Broadband connectivity has become an issue in the Virginia governor’s race, with Republican candidate Glenn Youngkin attacking former governor and once-again Democratic candidate Terry McAuliffe for not delivering on his “promise” to increase connectivity in the state.
Earlier this week, Youngkin, a former co-CEO of a global investment firm, released an attack ad against McAuliffe that centered on broadband. The ad shows former statements from McAuliffe about broadband connectivity in the state with In the Hall of the Mountain King playing in the background.
Youngkin says McAuliffe failed in his efforts to bring broadband to the state.
This isn’t the first time Youngkin has used the ad. In mid-September, the “Team Youngkin” Twitter account shared the same attack ad.
While Federal Communications Commission (FCC) maps estimate that 94.2 percent of Virginia residents have access to 25/3 Mpbs broadband, the agency’s maps have long been criticized for overestimating access. The maps use U.S. Census blocks to determine whether an area has access, but if a broadband provider reports that one home in the Census block has access, the entire block is counted as having broadband.

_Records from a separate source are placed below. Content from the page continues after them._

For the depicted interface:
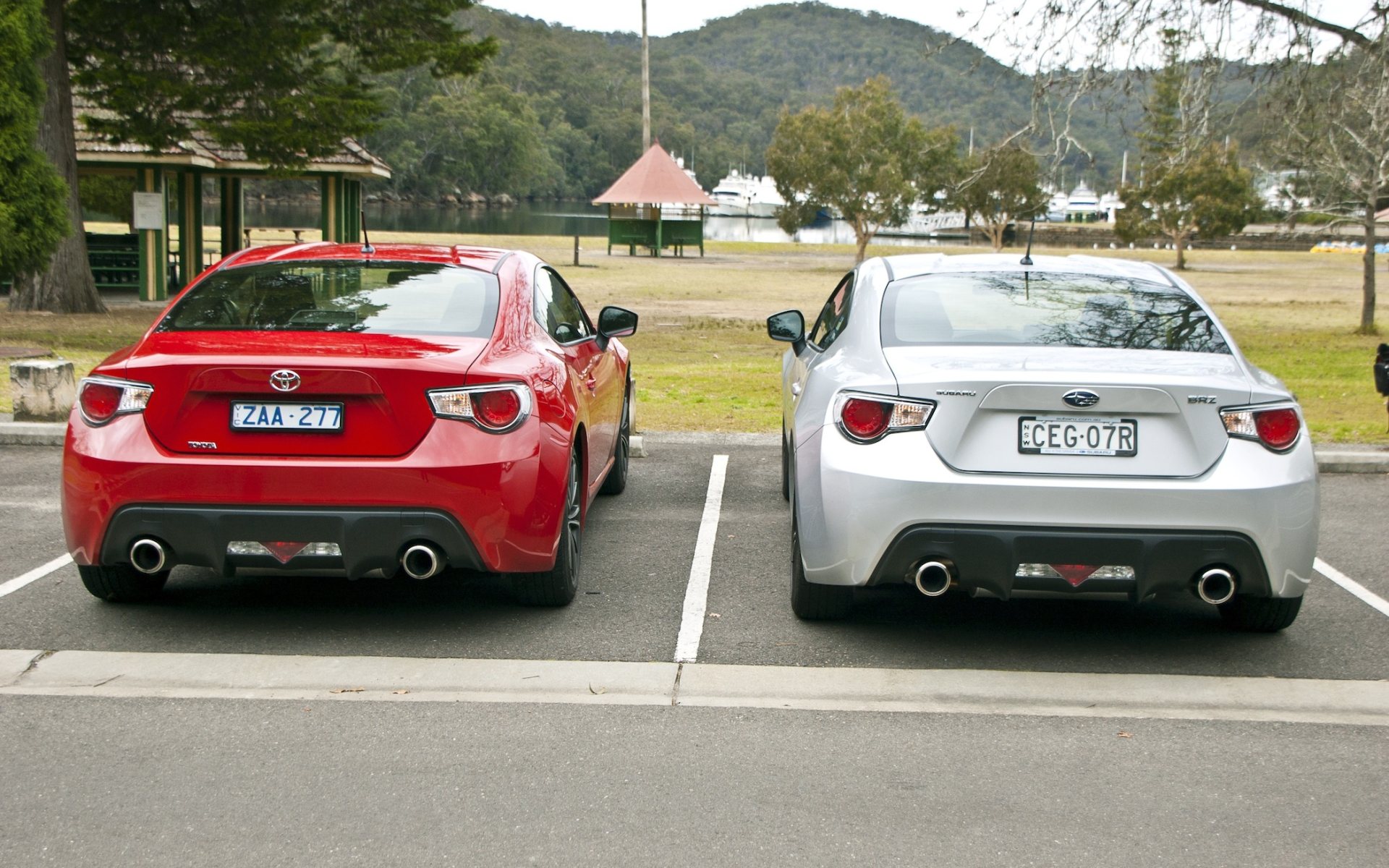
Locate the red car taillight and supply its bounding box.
[836,394,936,443]
[78,376,154,425]
[429,383,530,433]
[1220,404,1301,453]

Other estimates, like a recent one from BroadbandNow, puts the number in Virginia at 89.04 percent. Meanwhile, a map created by the Biden administration in June shows numerous parts of the state have 25 percent or more households without internet access. A map released by LightBox, a real estate data company, last month also similarly shows large swaths of the state with sizeable amounts of residents that don’t have access.
But McAuliffe, who previously served as Virginia’s governor from 2014 to 2018, has focused on broadband issues in the past. In 2016, he signed a bill that allowed broadband providers to install fiber optic cables on state highways, according to StateScoop. In May 2016, McAuliffe also signed a bill that allowed broadband providers to install fiber along gravel roads, Loudoun Now reported at the time.
Meanwhile, he also launched the “RUOnlineVA” program around the same time. The program was a survey that allowed Virginia residents to tell officials where they lived in the state and whether they had access to the internet, as GovTech reports.
As for the current race, McAuliffe has proposed bringing “universal broadband coverage” to the state by the end of his term as governor. Meanwhile, Youngkin has suggested that Elon Musk’s StarLink program—which uses satellites to deliver internet access—was superior to laying fiber, calling the cables “humorous.”
Youngkin told Fox Business that “the idea of spending billions of dollars of taxpayer money to dig trenches is a 20-year-old solution. When in fact the private sector is figuring out how to deliver low orbit satellite technology today.”
Tom Wheeler, the former chairman of the FCC, recently wrote that fiber is the only technology currently available that can provide 100/100 Mbps service, a standard that the government has suggested should be the new baseline for the minimum speed to qualify as “high-speed internet.”
While McAuliffe was governor from January 2014 to January 2018, the state had a Republican Senate and House for most of that time. In 2014, the state had McAuliffe, a Democrat, as governor, and a Democratic-controlled Senate and Republican-controlled House. In between 2015 and 2018, both chambers of the state’s government were controlled by Republicans.
So pinning a perceived lack of movement on broadband by McAuliffe leaves out that context—the governor signs bills that make it through the state legislature.
Polls from Real Clear Politics, which aggregates various polls to give an average, show McAuliffe leading Youngkin 48.8 to 45.4 in the race.